Jam pelajaran pertama sudah selesai, semua yang tidak terbiasa atau bahkan tidak pernah olahraga mengalami kelelahan, semua terkapar di lapangan, tetapi pelajaran masih harus berlangsung.

"Sekian pelajaran hari ini, sampai bertemu Minggu depan, mister saya permisi"

"Iya pak, silahkan"

Teeet teeet teeet.

"Waktunya ganti baju, dan kembali masuk kelas, pelajaran selanjutnya akan di mulai beberapa menit lagi!"

"Ah elah cape banget" keluh Soleh.

"Kantin kuy" ajak Aldo.

"Nah bener tuh, udah ga kuat haus banget gue" tambah Gito.

"Eiitssss mau kemana?"

"Aaaaww...naaaaww... sakit mister" ringis Soleh.

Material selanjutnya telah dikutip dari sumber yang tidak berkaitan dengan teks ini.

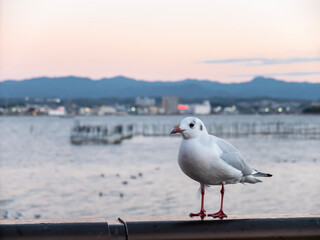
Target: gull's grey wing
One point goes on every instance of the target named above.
(233, 157)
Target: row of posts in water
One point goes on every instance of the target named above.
(115, 133)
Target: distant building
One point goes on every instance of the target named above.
(201, 109)
(60, 111)
(170, 105)
(106, 110)
(145, 102)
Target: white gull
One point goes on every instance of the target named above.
(210, 160)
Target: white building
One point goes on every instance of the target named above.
(60, 111)
(201, 109)
(145, 101)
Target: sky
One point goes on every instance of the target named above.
(166, 40)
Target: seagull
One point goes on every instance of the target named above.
(210, 160)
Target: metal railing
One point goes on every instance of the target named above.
(306, 227)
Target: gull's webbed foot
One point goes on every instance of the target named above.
(202, 214)
(219, 214)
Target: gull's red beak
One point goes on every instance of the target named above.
(176, 130)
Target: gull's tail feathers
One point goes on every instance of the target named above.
(261, 174)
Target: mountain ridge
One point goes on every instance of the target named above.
(124, 87)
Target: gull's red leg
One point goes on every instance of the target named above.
(202, 212)
(220, 214)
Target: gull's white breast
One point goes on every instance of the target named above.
(200, 160)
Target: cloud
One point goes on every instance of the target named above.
(278, 74)
(262, 61)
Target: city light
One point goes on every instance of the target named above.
(182, 107)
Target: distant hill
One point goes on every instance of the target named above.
(122, 87)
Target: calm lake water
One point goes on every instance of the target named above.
(42, 175)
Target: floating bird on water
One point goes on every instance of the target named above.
(210, 160)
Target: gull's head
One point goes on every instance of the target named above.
(190, 127)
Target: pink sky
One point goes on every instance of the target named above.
(160, 40)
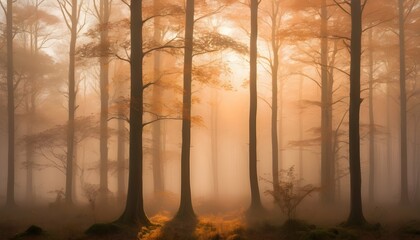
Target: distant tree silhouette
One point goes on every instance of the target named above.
(253, 173)
(185, 210)
(134, 209)
(356, 212)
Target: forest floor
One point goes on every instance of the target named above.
(71, 224)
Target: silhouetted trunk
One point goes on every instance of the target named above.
(327, 172)
(158, 182)
(134, 210)
(275, 46)
(185, 210)
(71, 103)
(29, 146)
(104, 89)
(10, 199)
(371, 125)
(214, 142)
(356, 212)
(121, 155)
(300, 129)
(403, 107)
(253, 173)
(389, 152)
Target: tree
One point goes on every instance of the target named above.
(403, 104)
(356, 212)
(371, 122)
(103, 16)
(134, 208)
(71, 17)
(34, 25)
(253, 173)
(158, 181)
(10, 201)
(185, 210)
(327, 159)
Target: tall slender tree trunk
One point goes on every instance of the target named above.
(274, 93)
(121, 154)
(356, 212)
(403, 107)
(389, 145)
(301, 171)
(214, 142)
(371, 125)
(253, 173)
(327, 173)
(29, 146)
(185, 210)
(104, 89)
(158, 181)
(71, 104)
(31, 108)
(134, 210)
(10, 199)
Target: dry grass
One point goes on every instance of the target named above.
(71, 224)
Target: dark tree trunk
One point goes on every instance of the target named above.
(214, 142)
(356, 212)
(275, 46)
(158, 181)
(134, 209)
(10, 199)
(71, 103)
(301, 129)
(185, 208)
(104, 89)
(371, 125)
(253, 173)
(121, 155)
(403, 107)
(327, 160)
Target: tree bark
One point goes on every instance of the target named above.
(104, 90)
(10, 199)
(134, 210)
(253, 173)
(356, 212)
(185, 210)
(403, 107)
(371, 125)
(158, 181)
(214, 142)
(327, 160)
(121, 155)
(71, 104)
(275, 46)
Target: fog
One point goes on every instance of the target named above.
(101, 122)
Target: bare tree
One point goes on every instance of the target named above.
(71, 11)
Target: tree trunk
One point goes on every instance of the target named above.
(10, 199)
(301, 130)
(253, 173)
(327, 172)
(158, 181)
(403, 107)
(134, 210)
(275, 46)
(121, 155)
(356, 212)
(371, 125)
(185, 209)
(104, 89)
(214, 142)
(71, 104)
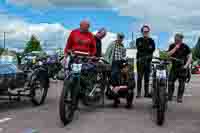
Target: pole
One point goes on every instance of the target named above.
(4, 40)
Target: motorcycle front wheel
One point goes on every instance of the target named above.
(66, 111)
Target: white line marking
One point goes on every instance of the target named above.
(5, 119)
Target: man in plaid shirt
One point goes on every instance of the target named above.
(115, 54)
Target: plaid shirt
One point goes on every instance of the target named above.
(119, 52)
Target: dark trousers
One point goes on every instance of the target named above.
(115, 81)
(181, 75)
(143, 70)
(115, 73)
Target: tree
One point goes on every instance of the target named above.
(33, 45)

"Sakit banget mister" ringis Aldo.

"Kamu juga!" ucap ku pada Gito.

"Aaaaww... sakit mister" ringis Gito.

"Ganti baju lalu kembali ke kelas, 3 menit belum kembali Mister seret kalian, paham!"

"paham!" jawab mereka serempak.

Lalu mereka lari kocar-kacir sambil memegangi telinga, karena ku jewer tadi.

Yang lainnya sudah mulai beranjak berganti pakaian dan kembali ke kelas.

Selanjutnya pelajaran Geografi yang di gurui oleh Bu Kinal.

Dengan sedikit malas dan cape mereka belajar geografi, tapi percayalah ini adalah proses untuk mendewasakan mereka, mereka harus tau lelahnya proses menuju kesuksesan, ini adalah proses yang harus mereka lalui untuk menjadi manusia yang jauh lebih baik lagi.

Mister tidak meminta kalian pintar segalanya, karena kalian memiliki kecerdasan yang berbeda, tetapi mister hanya tidak ingin kalian melewati prosesnya begitu saja.

Karena ini adalah kelas pembuat onar maka pelajaran di mulai dari dasar, karena mereka tidak tau apa-apa, percayalah mereka naik kelas karena di tendang bukan karena pandai.

Maaf kalian memang harus di paksa untuk bisa daripada bodoh dengan sukarela.

Mereka belajar dengan serius walau sedikit malas, tapi malah ada yang dengan senang hati tidur di jam Geografi.

Ku hampiri bangkunya dan ku dekatkan mulut ku di telinganya.

"KEBAKARAN!" ku berteriak tepat di telinganya.

"Mana... mana... dimana... kebakaran... selamatkan diri kalian... ngumpet... air... air... lari... lari... " dia panik tidak jelas di bangkunya.

"HAHAHAHAHA..."

"Pake air liur lu aja drun" celetuk Aldo.

"HAHAHAHAHA...." mereka kembali tertawa.

"Pake ini dan cuci muka kamu" ku sodorkan tisu basah.

"Muka lu di samain sama pantat bayi drun" celetuk Gito.

"Gito!" ku tatap Gito dengan tajam, dan Gito pun menunduk dan diam.

"Mister ga percaya kalo kamu cuci muka ke kamar mandi, kamu cuma akan lanjutin tidur kamu di sana, jadi pakai tisu basahnya!" dengan malas Badrun atau Mirza mengambil tisu basahnya dan mencuci muka dengan tisu basah.

Mereka menahan tawa mereka melihat Badrun tidak dapat melanjutkan lagi tidurnya di kamar mandi.

"Lanjutkan pelajaran nya!"

Semua kembali mencatat apa yang di tulis Bu Kinal, tapi lagi-lagi ada satu murid yang malah corat-coret tidak jelas.

Kelakuan murid-murid ini tidak ada habisnya.